Everything is not miscellaneous

tags:

A friend suggested I read Everything is Miscellaneous after I was telling him my efforts to clean up the metadata in my music collection. Even aside from the idea of a genre, what year was this music track published? Is what I have the single, the album version, the radio music, a bootleg, a live track, or something else? I like to find all the covers of songs, so I can

So, let’s summarize the book. It’s really easy because most of the text is the sort of fluff that has taken over these sorts of non-fiction books where the author is a major part of the story. It’s entertaining when Hunter Thompson does it, but no one is Hunter Thompson, so stop it.

There are different ways to organize objects and information about objects. In the physical world, objects take up space and thus exclude other objects from that space (and give me a moment to say the same about the “digital” world), The author calls that the First Order. After that, a large enough collection benefits from a way to find that part of physical space that holds the object I want. That’s Second Order, and might be a card catalog, for example. Beyond that, there’s an exciting new Third Order that the digital world gives us where we “tag” things.

This book was published in 2007, so it was likely written a year or two earlier. For comparison, Gmail launched in April 2004 with the idea that there should be no folders because search makes that useless. Later, in 2010, Gmail had to essentially add folders through a kludge with nested labels. It’s easy to see why this had to happen:

  • searching all of your email for a common term returns too many results
  • people have one or two major concepts of an email, such as “Duck Project” and “Mallard”, and don’t want all emails that match “duck”, “project”, or “mallard”
  • tags are folders

Let’s go back to the difference between physical and digital objects. Each takes up space somehow. Each needs some way to look up the space it takes. Each of those “Second Order” organizations can list as many ways as they like to lead the searcher to that address. There is really no third order, digital-only technique. Tagging objects is just another card catalog.

Librarians already know this. There can be a card catalog for the subject, author, or title. These fulfill different starting points in increasing order of specificity:

  • I don’t know what object I want, but I know its subject
  • I know the author and want to find their books
  • I know the title I want

The mistake that people make about “digital” is that it is something new. It’s not. We can do all of these things in physical space with 3x5 cards. It would be a lot of work and require a lot of people and many, many index cards, but you can do it. It would take up a lot of space.

All of that space disappears inside the computer because the representation of an index card doesn’t exist until I ask for it, and it doesn’t even really exist then. The physical dimensions disappear.

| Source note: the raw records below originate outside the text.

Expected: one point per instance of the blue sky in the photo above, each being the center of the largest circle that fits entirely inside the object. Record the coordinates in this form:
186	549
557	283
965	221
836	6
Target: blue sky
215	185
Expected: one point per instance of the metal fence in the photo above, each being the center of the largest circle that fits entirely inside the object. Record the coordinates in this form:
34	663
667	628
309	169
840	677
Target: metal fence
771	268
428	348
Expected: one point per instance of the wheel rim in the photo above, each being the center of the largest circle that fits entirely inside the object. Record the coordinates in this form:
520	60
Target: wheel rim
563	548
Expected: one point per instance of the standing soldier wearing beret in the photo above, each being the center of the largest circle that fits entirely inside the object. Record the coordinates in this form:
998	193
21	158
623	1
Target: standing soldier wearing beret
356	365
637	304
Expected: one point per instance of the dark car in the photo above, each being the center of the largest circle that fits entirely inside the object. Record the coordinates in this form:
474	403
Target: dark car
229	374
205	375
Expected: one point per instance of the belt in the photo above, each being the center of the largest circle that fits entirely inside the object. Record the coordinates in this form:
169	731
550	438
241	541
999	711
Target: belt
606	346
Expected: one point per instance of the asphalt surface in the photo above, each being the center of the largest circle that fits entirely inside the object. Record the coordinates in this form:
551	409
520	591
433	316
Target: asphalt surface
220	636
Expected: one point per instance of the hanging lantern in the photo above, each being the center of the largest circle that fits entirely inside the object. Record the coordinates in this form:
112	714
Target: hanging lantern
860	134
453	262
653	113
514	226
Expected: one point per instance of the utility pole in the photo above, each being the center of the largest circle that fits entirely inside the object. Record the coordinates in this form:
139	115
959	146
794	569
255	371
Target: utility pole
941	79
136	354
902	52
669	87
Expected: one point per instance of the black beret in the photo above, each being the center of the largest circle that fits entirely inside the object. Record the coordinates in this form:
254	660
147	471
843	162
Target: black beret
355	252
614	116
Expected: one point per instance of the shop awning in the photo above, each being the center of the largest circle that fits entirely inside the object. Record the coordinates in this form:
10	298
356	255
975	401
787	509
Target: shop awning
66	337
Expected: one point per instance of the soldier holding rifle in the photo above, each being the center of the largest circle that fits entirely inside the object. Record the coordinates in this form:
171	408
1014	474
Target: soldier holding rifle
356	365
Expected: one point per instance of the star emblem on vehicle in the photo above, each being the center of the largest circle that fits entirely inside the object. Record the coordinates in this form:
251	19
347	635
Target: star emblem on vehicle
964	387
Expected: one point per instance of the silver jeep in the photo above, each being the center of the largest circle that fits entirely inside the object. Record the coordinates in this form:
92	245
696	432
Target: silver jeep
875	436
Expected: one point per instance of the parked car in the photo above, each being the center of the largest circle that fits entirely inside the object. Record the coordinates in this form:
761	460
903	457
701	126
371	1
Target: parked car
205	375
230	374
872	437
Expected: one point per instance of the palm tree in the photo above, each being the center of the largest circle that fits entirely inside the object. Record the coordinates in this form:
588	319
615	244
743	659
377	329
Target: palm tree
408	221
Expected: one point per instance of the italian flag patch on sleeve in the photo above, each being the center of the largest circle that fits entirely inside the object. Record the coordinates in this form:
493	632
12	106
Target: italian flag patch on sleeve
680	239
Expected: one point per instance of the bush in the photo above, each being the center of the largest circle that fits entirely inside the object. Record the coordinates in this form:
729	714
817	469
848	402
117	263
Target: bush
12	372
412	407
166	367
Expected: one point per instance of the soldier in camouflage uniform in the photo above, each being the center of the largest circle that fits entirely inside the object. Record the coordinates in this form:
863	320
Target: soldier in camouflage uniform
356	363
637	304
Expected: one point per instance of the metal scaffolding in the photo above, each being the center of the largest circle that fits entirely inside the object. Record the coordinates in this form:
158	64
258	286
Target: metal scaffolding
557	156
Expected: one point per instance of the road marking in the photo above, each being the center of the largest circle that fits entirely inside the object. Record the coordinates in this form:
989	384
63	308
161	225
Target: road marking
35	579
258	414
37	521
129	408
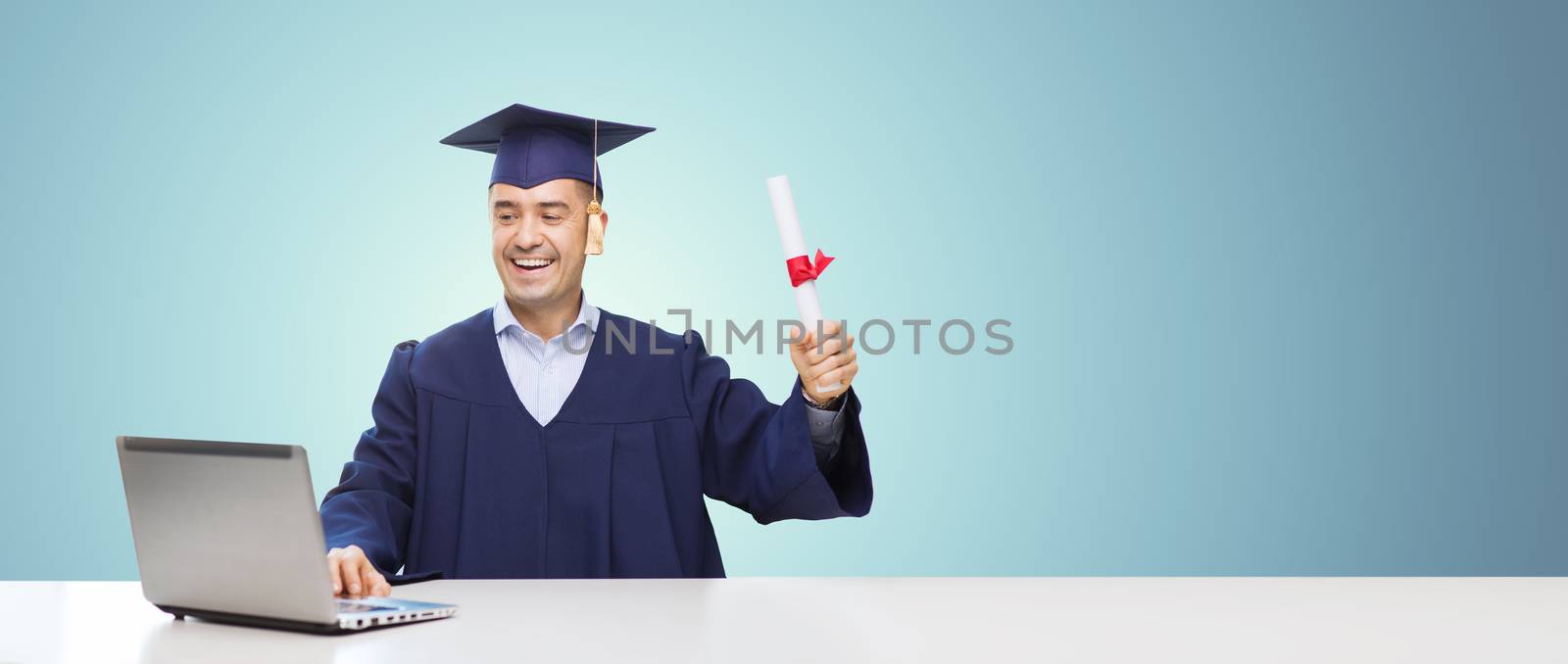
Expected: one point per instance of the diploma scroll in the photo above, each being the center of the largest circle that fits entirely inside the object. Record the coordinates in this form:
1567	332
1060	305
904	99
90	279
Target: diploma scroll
794	243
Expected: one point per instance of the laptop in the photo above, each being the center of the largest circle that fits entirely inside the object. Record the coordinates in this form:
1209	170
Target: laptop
229	533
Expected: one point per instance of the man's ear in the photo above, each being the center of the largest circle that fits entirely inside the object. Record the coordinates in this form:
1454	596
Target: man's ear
596	224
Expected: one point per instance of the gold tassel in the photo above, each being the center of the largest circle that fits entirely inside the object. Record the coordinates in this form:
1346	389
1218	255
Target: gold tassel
596	221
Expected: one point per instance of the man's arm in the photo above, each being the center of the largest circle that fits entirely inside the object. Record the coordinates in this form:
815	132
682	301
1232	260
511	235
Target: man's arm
827	431
366	517
760	456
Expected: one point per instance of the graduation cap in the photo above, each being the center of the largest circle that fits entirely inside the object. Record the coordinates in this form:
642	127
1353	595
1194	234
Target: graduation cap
533	146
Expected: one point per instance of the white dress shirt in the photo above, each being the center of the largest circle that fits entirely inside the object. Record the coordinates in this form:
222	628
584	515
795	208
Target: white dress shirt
545	373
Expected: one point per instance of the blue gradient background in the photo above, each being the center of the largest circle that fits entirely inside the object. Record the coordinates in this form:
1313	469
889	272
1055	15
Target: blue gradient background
1286	279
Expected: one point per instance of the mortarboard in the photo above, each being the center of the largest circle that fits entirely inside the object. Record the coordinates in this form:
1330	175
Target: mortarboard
533	146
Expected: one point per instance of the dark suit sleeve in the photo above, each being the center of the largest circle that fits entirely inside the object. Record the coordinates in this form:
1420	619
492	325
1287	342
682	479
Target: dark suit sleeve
760	456
372	504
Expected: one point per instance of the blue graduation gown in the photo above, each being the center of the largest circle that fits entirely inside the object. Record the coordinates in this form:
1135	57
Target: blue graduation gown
459	480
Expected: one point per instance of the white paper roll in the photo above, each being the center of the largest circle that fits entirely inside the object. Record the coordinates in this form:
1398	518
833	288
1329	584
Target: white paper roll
794	245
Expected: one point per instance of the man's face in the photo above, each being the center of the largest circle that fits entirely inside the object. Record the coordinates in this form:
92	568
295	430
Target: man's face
537	240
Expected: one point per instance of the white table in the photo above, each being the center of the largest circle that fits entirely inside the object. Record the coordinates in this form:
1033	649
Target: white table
849	619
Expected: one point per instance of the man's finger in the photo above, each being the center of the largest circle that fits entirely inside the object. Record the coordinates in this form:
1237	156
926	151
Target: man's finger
352	575
368	578
333	558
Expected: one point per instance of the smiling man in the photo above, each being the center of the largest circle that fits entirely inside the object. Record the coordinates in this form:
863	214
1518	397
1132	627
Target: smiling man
548	437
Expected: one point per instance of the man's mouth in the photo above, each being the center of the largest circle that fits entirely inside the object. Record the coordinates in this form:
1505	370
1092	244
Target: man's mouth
532	265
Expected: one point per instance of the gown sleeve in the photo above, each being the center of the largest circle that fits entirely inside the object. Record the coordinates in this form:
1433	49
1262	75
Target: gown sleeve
372	504
760	456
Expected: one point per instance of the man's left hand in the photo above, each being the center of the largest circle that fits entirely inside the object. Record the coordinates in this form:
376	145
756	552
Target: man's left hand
823	363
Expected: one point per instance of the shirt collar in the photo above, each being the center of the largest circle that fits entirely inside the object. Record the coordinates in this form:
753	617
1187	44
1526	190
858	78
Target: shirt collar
587	316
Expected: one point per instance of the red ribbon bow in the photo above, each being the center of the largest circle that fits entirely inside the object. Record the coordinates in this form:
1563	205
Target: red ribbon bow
802	271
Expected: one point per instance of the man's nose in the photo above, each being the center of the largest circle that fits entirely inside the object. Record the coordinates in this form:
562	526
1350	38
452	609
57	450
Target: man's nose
529	234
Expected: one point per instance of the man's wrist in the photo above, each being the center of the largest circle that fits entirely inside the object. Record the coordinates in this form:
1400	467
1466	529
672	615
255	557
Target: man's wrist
830	404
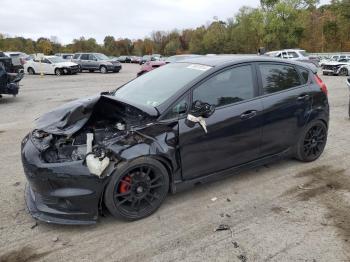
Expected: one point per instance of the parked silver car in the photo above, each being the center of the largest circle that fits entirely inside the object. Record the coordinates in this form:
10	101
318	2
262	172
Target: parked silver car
294	54
96	62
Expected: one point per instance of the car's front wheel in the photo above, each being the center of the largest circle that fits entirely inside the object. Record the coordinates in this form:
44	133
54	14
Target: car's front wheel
312	142
137	189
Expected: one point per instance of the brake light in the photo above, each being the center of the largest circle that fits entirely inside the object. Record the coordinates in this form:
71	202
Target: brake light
321	84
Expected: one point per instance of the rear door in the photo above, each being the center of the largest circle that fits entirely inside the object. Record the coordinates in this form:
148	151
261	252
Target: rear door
287	100
93	64
234	130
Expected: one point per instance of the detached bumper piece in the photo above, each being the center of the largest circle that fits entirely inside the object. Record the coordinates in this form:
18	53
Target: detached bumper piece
60	193
47	214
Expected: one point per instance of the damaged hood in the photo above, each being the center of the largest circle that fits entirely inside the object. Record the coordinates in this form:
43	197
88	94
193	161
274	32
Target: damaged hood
71	117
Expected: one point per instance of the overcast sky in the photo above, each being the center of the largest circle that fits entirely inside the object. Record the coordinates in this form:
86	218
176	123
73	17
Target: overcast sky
120	18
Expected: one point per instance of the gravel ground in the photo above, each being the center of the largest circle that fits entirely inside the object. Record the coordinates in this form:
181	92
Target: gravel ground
287	211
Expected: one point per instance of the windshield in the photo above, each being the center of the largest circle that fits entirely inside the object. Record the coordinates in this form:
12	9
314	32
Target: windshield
56	60
101	57
303	53
155	87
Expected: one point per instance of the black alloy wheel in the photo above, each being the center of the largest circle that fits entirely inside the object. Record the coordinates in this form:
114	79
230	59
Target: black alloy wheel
137	190
312	142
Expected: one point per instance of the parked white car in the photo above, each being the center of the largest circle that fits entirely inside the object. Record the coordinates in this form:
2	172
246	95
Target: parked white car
294	54
50	65
341	67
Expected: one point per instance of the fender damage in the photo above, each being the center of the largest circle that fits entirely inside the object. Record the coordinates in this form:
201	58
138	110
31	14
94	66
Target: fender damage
61	187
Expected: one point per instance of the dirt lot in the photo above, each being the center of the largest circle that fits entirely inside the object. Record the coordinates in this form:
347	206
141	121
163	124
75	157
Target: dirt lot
287	211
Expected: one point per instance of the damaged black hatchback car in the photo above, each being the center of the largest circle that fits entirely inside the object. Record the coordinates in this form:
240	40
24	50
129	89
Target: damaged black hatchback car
183	124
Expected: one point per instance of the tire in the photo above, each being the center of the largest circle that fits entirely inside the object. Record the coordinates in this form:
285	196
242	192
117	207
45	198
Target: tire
103	70
137	189
31	71
343	72
312	142
58	72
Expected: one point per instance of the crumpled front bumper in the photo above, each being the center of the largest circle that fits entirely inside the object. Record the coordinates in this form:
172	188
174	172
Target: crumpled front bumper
60	193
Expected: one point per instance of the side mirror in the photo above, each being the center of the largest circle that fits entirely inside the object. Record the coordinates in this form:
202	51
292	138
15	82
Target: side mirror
202	109
198	113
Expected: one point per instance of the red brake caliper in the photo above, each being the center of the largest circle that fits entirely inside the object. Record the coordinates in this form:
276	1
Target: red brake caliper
124	185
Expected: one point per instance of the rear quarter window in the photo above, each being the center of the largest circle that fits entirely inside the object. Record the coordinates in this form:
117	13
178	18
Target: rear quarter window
278	77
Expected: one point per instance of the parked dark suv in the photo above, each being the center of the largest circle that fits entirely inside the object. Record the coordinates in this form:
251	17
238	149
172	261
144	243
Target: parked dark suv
96	61
184	124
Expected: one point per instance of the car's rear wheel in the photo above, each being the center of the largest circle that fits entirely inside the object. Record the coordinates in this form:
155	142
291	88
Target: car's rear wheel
103	69
312	142
343	72
58	72
31	71
137	189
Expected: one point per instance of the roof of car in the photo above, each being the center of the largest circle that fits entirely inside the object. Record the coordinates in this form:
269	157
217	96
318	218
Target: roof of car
224	60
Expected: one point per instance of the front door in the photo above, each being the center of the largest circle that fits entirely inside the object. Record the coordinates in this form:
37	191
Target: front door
287	101
234	130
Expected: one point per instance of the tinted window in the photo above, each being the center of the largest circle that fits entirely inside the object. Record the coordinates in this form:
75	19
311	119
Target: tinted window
278	77
233	85
46	61
84	57
304	74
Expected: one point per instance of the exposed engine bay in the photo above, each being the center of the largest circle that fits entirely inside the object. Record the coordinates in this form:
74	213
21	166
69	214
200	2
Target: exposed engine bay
108	122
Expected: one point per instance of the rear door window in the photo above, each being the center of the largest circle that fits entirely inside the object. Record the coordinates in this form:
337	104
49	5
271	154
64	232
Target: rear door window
278	77
305	75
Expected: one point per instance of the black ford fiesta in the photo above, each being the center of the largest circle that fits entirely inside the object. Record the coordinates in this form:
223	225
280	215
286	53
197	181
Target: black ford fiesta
183	124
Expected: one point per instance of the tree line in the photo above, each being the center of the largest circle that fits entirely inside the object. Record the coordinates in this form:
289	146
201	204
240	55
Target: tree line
275	24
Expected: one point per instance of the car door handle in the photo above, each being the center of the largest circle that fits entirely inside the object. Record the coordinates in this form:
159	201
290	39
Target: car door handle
303	97
248	114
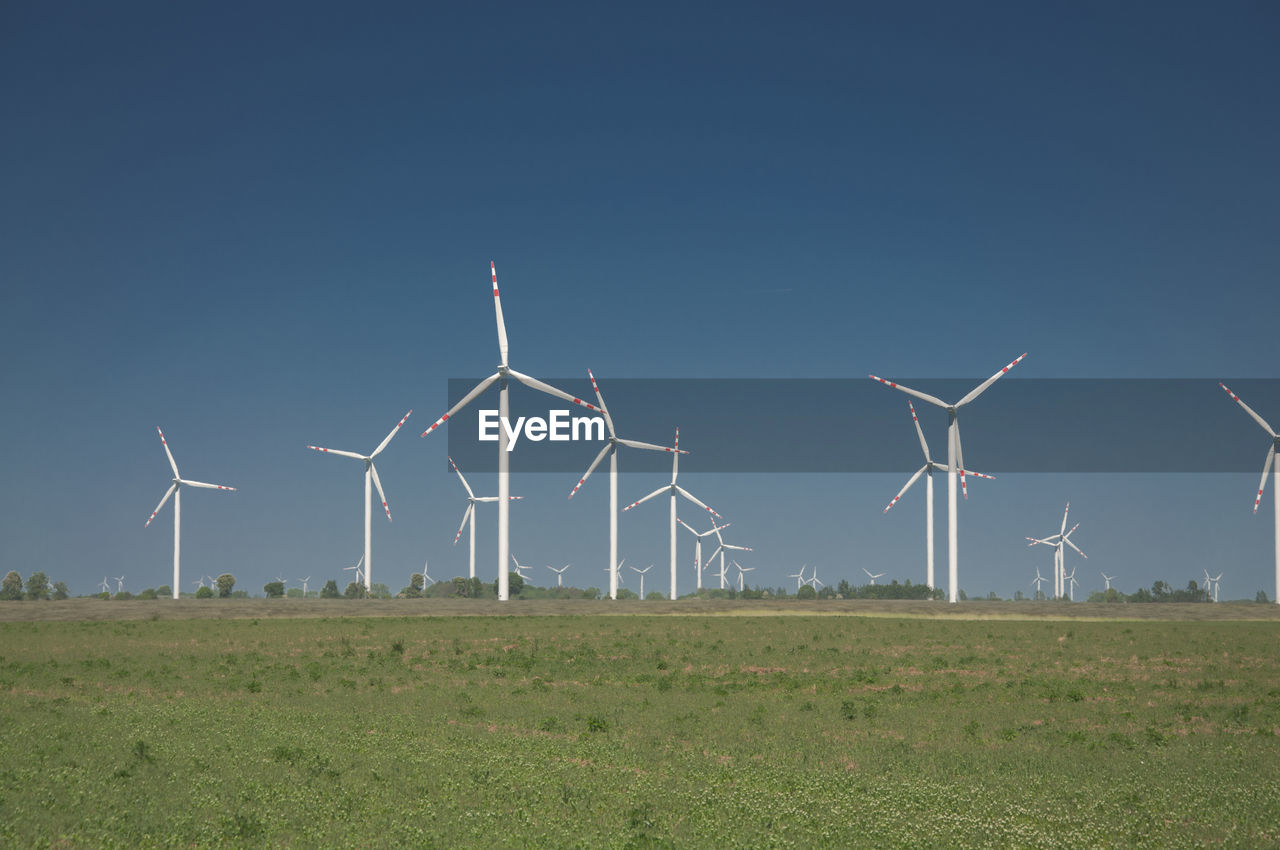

In the computer world, each time someone tags an object, the virtual card catalogs can immediately update. Instead of a couple of tags, we can have two hundred, two thousand, or two million.

This is especially advantageous when the tags are automatic, which might allow many more tags than we’d ever imagine. Consider an image recognition step that can recognize a bridge over a river next to a mountain. The cataloging system can remember all things and allow for things like vector databases that remember multiple attributes, and we can look for all the images with bridges and mountains, even if there is no river.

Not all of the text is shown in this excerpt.